Priming Agents Transiently Reduce the Clearance of Cell-Free DNA to Improve Liquid Biopsies

Key Takeaways

• ctDNA shows promise for non-invasive cancer detection and monitoring through standard blood tests, but its effectiveness is limited by degradation and clearance mechanisms.
• A novel approach using DNA-binding monoclonal antibodies with blocked FcγR-binding improves cfDNA recovery by delaying ctDNA clearance.
• DNA-binding mAbs boosted ctDNA recovery in tumor-bearing mice by more than 10-fold, enhancing liquid biopsy sensitivity and ctDNA detection capabilities.

Summary

Circulating tumor DNA (ctDNA), released into the bloodstream by tumor cells, is a promising biomarker for cancer detection, providing a non-invasive means for diagnosis and monitoring of disease via standard blood tests. However, the utility of cell-free DNA (cfDNA) is limited by its scarcity, attributed to degradation by circulating nucleases and organ-mediated clearance. In oncology, ctDNA-based screening tests exhibit low sensitivity (~20 to 40% for Stage I cancer) and can yield inconclusive results in up to 40% of patients with advanced cancer. To enhance the sensitivity of liquid biopsies for ctDNA detection, mitigating ctDNA clearance from the bloodstream presents a viable strategy.

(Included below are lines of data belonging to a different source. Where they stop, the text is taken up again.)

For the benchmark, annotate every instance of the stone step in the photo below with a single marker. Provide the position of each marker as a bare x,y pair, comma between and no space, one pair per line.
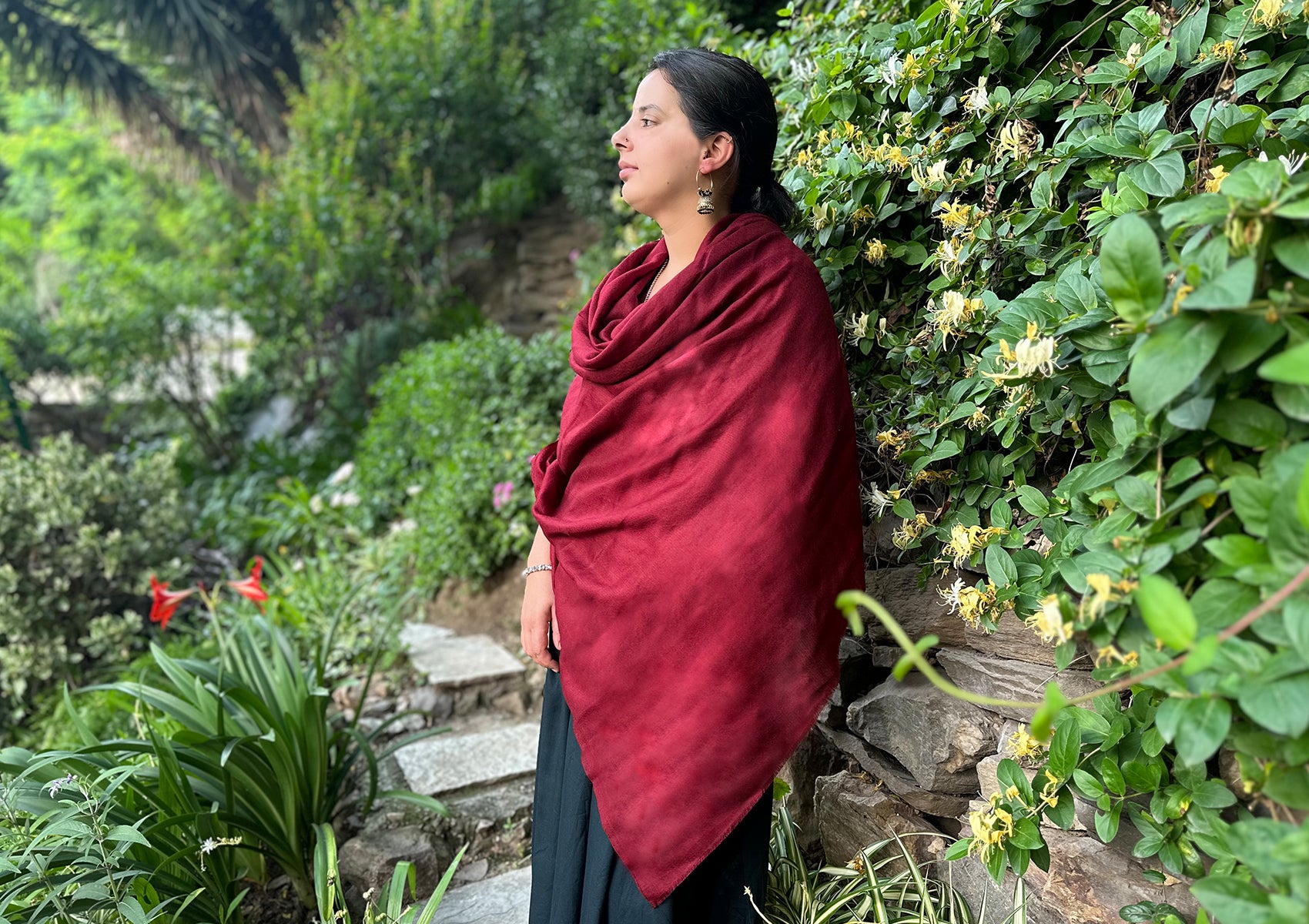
454,763
500,899
458,660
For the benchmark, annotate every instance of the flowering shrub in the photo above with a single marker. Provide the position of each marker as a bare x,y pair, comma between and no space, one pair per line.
447,449
76,531
1069,243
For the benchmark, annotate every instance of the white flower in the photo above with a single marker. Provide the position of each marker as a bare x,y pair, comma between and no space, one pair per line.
1033,357
342,474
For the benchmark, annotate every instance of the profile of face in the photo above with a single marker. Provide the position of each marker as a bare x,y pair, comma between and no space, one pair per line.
660,155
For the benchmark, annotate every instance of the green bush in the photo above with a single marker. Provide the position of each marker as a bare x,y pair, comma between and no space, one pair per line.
454,420
1113,432
78,537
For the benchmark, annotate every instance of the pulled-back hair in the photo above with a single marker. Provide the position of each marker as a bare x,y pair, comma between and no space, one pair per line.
721,93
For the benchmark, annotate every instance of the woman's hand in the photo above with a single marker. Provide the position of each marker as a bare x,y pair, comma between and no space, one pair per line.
538,608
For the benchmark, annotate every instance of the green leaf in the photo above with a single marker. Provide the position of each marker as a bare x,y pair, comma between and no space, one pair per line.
999,567
1063,749
1291,367
1281,705
1160,177
1294,254
1167,611
1131,270
1232,288
1170,359
1247,423
1232,899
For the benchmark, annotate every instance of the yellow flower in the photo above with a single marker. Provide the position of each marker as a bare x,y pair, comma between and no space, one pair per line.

Researchers from the Tabrizi and Adalsteinsson labs at the Koch Institute For Integrative Cancer Research and the Broad Institute of MIT and Harvard aimed to develop a universal strategy to improve cfDNA recovery from blood samples.  Their method involved the utilization of intravenous priming agents to momentarily stall ctDNA clearance. They identified DNA-binding monoclonal antibodies (mAbs) capable of binding to both free and histone-bound DNA, thereby protecting the DNA from nucleases. However, they encountered challenges as FcγR-mediated clearance of dsDNA bound to mAbs offset the benefits of extended dsDNA stabilization.

To address issues associated with FcγR-mediated clearance, they elucidated the complete amino acid sequence using Rapid Novor’s REmAb® de novo monoclonal antibody sequencing service. This enabled Fc engineering of the DNA-binding mAb, abrogating FcγR binding and enhanced ctDNA recovery. 

Administering the engineered DNA-binding mAb at various doses 2 hours before blood collection led to a significant increase in ctDNA recovery by more than 10-fold in tumor-bearing mice. This breakthrough effectively addresses the challenge of low ctDNA quantities, which frequently limits the sensitivity of liquid biopsies for oncological purposes. Moreover, it enables non-invasive cancer diagnosis and monitoring, potentially improving patient care and treatment outcomes.

Graphical Abstract

REmAb® de novo monoclonal antibody sequencing service was employed to derive the complete amino acid sequence of the DNA-binding antibody. This information facilitated Fc engineering to obstruct FcγR-binding, making it suitable as a DNA-priming agent for the development of in vitro diagnostics for ctDNA detection in oncology applications.